Significantly, his version of the story varies greatly from narrative found in the Hebrew Bible. The books of Kings and Chronicles record thatKing Hezekiah of Judea prayed to G‑d, and an angel slew many of the Assyrian soldiers who had come to lay siege on Jerusalem; thus, Sennacherib retreated. On the prism, Sennacherib’s scribes tell a story in which the Assyrian ruler is victorious and succeeds in making a humbled Hezekiah pay tribute to him, leaving with hundreds of thousands of Jewish prisoners.
Schine says tour helped give a better, healthier perspective of Jewish history. “Seeing the biblical perspective in which Hezekiah is victorious dispels the notion of Jewish victimhood,” she explains. “Appreciating that Judah was perceived as a threat by the Assyrians and not just an easy target was very enlightening.”

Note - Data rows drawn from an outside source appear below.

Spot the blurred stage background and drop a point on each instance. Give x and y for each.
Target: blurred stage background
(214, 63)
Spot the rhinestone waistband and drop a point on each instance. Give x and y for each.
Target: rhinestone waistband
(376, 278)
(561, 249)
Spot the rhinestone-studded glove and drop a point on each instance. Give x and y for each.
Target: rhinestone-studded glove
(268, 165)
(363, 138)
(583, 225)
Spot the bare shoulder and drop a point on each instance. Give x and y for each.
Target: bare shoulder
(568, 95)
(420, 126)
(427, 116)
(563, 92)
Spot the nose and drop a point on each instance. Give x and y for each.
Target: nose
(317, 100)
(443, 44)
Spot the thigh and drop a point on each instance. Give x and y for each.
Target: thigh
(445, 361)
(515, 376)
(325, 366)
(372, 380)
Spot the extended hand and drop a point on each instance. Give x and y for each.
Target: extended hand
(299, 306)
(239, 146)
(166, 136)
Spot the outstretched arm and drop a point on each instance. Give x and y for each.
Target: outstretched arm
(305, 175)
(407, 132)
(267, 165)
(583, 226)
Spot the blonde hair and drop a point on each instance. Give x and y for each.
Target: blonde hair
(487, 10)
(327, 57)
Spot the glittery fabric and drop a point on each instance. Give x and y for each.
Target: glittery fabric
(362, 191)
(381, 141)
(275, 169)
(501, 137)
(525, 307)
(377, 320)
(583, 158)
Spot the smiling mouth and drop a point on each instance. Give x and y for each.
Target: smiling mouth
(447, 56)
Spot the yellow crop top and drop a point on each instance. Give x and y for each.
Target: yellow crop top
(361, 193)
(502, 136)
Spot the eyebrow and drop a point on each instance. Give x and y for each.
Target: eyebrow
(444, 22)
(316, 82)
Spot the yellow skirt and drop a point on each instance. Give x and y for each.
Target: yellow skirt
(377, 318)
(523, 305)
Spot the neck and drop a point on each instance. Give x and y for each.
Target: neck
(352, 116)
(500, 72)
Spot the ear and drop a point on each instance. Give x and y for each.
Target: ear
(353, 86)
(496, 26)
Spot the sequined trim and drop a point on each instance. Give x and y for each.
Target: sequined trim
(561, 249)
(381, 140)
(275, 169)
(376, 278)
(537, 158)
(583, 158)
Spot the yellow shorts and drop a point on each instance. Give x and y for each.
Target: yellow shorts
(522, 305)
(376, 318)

Taking the students one generation further back in time, the group examined a giant winged bull (also from northern Iraq) that once stood at the entrance to the throne room in the palace of King Sargon II, Sennacherib’s father, who had exiled people from the 10 tribes dwelling in the Northern Israelite Kingdom in Samaria. The inscription lists the many enslaved people who were brought to build the palace, which presumably included the Israelites, though they are not specifically mentioned.
While the Assyrians were unable to destroy Jerusalem, the First Temple was ultimately razed by Nebuchadnezzar II of Babylon, who brought exiled Jews back with him, including the Prophet Daniel. The students viewed a lion on glazed tile from the processional way leading to the northern gate of Babylonia, which Nebuchadnezzar II had dedicated to the goddess Ishtar.
“You need a way to materialize history,” says Green, “and having people see actual items from those times helps make it real.”
Particularly Fascinating: The Manuscripts
Brackman notes that it was particularly fascinating to show the students Hebrew manuscripts, the oldest of which was a fragment of an extra-biblical work discovered in the Qumran caves near the Dead Sea.
Other manuscripts—some of which were recovered from the Cairo Genizah—included ninth-century writings by the Karaites, a once significant Jewish splinter group that rejected many of the rabbinic traditions and interpretations found in the Talmud.
The presence of Dr. Norman Golb—a leading expert on the Dead Sea Scrolls and the Cairo Genizah, as well as author of Who Wrote the Dead Sea Scrolls? The Search for the Secret of Qumran—added a special dimension to the outing.
Some manuscripts from Baghdad featured Judeo-Arabic, which Schine points out “could be Arabic written in Hebrew characters or Hebrew written in Arabic characters. Neither is so straightforward, though, as the two languages hybridized over time, forming a dialect not unlikeYiddish or Ladino, but composed instead of a mix of Arabic and Hebrew.”
Schine culled the manuscripts from museum archives the public rarely sees. She says she chose items that would serve as natural springboards for discussing Jewish life and scholarship in different eras.
Of particular interest was a fragment of the Bible written in Hebrew with Arabic characters, utilizing the classic Hebrew system of nikud vowelization.
“We capped the group at 24 students,” Brackman explains, “because we wanted to retain the intimate experience and allow everyone to interact with the artifacts and texts. This was amazing for everyone who attended and is something I look forward to doing again.”